Calcul ROI Marketing Excel - Modèle Gratuit
Classeur Excel pour calculer le ROI des campagnes marketing, suivre budgets, performances, chiffre d'affaires, TVA et canaux.
Aperçu interactif : Cette vue montre la structure principale du modèle. Le fichier téléchargeable contient toutes les formules automatisées, les graphiques dynamiques, la mise en forme conditionnelle et les feuilles de calcul supplémentaires.
Le calcul ROI marketing Excel permet de mesurer la rentabilité de tes campagnes à partir du budget engagé, des performances obtenues et du chiffre d'affaires généré. Le classeur centralise ces données, intègre un onglet Paramètres pour tes hypothèses et un Mode d'emploi pour cadrer la saisie.
À l'ouverture, tu retrouves l'onglet « Mode d'emploi », qui explique l'objectif du fichier et le principe des cellules à compléter. L'onglet « Paramètres » rassemble l'objectif de ROI minimum, la devise, le taux de TVA et la liste des canaux marketing. Les cellules à fond jaune pâle correspondent aux hypothèses ou données à saisir ; les autres cellules sont réservées aux calculs automatiques prévus par le classeur.
Ce modèle s'adresse à un responsable marketing, un dirigeant de TPE, une agence ou un contrôleur de gestion qui veut comparer ses campagnes sans multiplier les tableaux. Commence par lire le Mode d'emploi, renseigne ensuite les paramètres communs, puis reporte les dépenses, indicateurs de performance et revenus attribués à chaque campagne dans les zones prévues.
Principaux avantages de ce modèle Excel
- Objectif de ROI minimum centralisé dans l'onglet Paramètres pour comparer les résultats à un seuil défini
- Taux de TVA et devise regroupés au même endroit afin de conserver une base de calcul cohérente
- Liste des canaux marketing structurée pour distinguer acquisition payante, emailing, référencement et réseaux sociaux
- Cellules jaunes pâles identifiées comme zones de saisie afin de limiter les modifications accidentelles des calculs
- Données de budget, performance et chiffre d'affaires généré rapprochées par campagne pour faciliter l'analyse de rentabilité
Guide étape par étape
Ouvre d'abord l'onglet « Mode d'emploi ». Il rappelle l'objectif du classeur et précise que les cellules à fond jaune pâle sont celles que tu dois renseigner. La date de génération du document apparaît également en haut de cette feuille.

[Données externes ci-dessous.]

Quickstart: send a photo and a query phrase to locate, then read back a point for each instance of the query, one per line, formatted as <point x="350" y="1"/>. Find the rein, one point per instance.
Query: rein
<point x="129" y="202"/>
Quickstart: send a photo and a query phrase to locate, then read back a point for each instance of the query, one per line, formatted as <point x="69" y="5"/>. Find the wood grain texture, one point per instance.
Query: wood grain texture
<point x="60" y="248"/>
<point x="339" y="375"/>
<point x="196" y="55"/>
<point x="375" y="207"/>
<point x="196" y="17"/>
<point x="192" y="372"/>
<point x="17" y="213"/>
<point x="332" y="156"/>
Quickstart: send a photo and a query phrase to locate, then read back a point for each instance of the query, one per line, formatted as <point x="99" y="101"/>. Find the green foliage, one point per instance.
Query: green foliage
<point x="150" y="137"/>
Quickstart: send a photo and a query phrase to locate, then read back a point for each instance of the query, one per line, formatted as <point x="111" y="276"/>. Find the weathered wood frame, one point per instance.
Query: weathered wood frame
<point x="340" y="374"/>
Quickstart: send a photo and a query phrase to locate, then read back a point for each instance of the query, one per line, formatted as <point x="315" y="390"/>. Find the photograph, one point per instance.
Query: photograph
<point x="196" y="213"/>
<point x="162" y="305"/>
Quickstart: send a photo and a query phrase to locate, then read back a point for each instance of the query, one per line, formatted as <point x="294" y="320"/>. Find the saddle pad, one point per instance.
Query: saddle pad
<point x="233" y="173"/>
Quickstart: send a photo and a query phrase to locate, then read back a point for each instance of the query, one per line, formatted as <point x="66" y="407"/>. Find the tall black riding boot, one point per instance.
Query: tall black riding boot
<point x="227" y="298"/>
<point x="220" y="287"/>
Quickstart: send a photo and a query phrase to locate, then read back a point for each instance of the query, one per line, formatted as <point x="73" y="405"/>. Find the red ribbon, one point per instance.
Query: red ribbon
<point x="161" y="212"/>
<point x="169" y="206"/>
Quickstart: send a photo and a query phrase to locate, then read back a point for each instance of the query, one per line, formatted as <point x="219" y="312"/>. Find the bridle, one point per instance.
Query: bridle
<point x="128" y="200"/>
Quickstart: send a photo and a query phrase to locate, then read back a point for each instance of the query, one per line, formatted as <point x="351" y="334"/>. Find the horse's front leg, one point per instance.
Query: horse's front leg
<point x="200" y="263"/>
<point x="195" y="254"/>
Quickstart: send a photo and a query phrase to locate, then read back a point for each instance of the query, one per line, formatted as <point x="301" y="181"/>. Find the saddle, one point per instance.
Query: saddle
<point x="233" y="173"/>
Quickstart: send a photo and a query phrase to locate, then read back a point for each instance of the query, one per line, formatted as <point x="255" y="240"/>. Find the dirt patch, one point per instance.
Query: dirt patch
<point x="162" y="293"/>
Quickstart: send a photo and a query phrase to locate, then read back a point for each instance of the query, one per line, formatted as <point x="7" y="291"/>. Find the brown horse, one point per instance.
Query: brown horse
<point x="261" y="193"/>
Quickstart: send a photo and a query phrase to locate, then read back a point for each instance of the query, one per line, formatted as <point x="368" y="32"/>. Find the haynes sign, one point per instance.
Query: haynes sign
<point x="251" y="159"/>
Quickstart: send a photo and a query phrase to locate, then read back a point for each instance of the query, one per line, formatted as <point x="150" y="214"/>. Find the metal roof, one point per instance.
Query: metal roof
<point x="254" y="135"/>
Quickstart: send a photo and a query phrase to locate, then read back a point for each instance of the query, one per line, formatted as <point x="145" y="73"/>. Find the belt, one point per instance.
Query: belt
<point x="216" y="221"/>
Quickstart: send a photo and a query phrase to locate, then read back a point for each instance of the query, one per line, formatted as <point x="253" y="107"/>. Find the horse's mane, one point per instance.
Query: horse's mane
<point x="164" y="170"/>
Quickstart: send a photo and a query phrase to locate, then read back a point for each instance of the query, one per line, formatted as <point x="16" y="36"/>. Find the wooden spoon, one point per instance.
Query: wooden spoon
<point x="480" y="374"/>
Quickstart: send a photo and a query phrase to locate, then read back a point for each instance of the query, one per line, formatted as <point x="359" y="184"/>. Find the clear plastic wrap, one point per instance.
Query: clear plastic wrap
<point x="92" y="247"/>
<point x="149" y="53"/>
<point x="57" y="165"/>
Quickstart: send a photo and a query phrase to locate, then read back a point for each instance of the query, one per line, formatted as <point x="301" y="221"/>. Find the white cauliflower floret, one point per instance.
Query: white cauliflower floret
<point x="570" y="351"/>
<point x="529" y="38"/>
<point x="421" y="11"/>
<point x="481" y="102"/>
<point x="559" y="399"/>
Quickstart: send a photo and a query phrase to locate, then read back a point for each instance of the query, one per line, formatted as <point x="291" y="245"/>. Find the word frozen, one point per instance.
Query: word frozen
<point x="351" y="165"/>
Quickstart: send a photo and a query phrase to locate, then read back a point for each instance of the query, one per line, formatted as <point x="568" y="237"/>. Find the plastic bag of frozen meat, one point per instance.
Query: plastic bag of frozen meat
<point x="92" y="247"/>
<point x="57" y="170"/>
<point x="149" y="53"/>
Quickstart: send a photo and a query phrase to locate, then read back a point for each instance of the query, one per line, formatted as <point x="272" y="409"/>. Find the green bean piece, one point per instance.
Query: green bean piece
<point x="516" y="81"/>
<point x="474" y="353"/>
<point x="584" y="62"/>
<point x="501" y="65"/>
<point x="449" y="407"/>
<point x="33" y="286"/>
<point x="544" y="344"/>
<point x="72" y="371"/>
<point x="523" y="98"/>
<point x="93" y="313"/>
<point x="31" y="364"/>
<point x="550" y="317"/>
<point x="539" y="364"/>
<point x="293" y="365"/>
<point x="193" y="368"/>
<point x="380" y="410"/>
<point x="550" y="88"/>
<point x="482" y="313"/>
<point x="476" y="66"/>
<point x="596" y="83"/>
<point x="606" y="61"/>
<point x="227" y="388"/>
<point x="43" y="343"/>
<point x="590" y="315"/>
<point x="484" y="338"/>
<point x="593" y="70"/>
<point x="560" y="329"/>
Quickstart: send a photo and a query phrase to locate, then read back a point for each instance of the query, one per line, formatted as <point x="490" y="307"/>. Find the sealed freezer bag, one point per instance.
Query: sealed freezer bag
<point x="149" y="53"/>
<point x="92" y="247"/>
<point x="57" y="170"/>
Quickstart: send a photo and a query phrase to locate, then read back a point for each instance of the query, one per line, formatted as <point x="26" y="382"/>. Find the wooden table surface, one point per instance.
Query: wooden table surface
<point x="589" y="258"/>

Passe ensuite dans « Paramètres ». Tu y définis l'objectif de ROI minimum, la devise utilisée, le taux de TVA et les canaux marketing disponibles. Utilise des libellés stables pour les canaux : par exemple « Google Ads », « Meta Ads », « Emailing » et « SEO ». Évite de créer plusieurs variantes pour un même canal, comme « Facebook », « Meta » et « Facebook Ads », car cela fausserait les regroupements.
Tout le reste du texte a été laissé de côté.